それというのも魔石に品質の差があることをやはり颯が手に入れグランが持ち込んだ魔石で教えてしまったのが原因だと聞かされれば颯は何も反論できなかった。
当時の颯は何も考えず、手に入れた魔石はすべてグランに預け処理を頼んでいた。まさかその陰で色んな問題が起こっていたなど考えもしなかった。
「分かりました。僕もちょうどダンジョンを攻略したいと考えていたんです」
「しかしですね、無理はいけませんよ。ですからギルド本部の宿舎に入ってください。そして私の部下達同様無理のない範囲で行動してください」
「えっと…」
颯は宿舎と聞いてとても悩む。この王都に泊まれるところができるのは正直ありがたいが、宿舎とは社宅的な個人の部屋なのか、それとも下宿的共同生活部分が大きいのかで颯の居心地が変わる。
今さら誰かに気を遣いながら生活するのは正直面倒くさい。それに考えてみたら社宅的な個人の部屋だったとしてもご近所さんが全員ユージーンの部下だったなんてことになったら集団生活みたいなものだ。人間関係も色々と面倒になるだろう。
「何か不都合でも?」
「不都合と言うより僕は集団生活に慣れてません。できれば自分のペースで行動したいです」
「あぁそう言えばハヤテ君のことは秘密にするのでしたね。いきなり宿舎に入れたのでは騒ぎになるだけでした。普通はみんな喜ぶもので私としたことがうっかりしてしまいすみません」
「我が儘言って本当にすみません」
「いえいえ、それではどうしましょう。…そうですね。私の方で急ぎ家を用意しますからそこを使ってください」
「えっ、そんな、そこまでしていただかなくても」
「そうしないと私がグランに叱られます。本当なら私の家にお連れしたいのですが、私の家は宿舎以上に騒がしく気が抜けないので残念です」
ユージーンは出世したこともありちょっとした貴族に婿入りしたらしい。まだ舅姑が健在で実権を握っているので邸では肩身が狭いそう。しかしそれがあってある程度自由にできているのでユージーン的には満足しているようだ。

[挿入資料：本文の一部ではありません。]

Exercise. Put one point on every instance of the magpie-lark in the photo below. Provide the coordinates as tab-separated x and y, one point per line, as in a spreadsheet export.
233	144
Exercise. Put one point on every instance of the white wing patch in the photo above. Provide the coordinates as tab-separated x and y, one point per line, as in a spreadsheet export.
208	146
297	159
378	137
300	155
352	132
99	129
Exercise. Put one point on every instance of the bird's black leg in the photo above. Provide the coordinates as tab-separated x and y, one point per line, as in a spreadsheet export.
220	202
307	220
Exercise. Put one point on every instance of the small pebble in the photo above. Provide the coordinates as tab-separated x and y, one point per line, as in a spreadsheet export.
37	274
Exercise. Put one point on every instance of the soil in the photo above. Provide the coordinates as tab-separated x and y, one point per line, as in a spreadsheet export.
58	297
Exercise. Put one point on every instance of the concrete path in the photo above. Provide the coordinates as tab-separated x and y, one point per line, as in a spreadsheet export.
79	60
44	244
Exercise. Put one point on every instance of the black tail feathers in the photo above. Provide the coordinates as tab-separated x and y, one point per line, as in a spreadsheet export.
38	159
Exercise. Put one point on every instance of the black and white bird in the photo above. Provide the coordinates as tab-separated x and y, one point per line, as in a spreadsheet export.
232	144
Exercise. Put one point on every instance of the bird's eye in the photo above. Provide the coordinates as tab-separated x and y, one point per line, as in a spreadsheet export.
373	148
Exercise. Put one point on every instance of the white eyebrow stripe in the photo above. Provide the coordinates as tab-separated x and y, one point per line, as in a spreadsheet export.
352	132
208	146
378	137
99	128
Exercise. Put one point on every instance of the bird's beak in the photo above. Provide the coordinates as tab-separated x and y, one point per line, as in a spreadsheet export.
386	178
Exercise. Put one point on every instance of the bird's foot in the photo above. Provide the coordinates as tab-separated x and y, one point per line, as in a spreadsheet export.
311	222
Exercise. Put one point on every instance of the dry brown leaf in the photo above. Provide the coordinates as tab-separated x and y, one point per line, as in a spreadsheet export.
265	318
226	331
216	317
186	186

「取り敢えず家が決まるまでは宿に泊ってください。勿論費用はこちらで持ちますので是非お願いしますね」
「それじゃぁ僕は家が決まるまでは自由にさせて貰って良いですか?」
「ええ、構いませんよ。王都を心ゆくまで楽しんでください」
颯はユージーンの言葉に既に王都散策が楽しみすぎて頬が緩むのを止められなかった。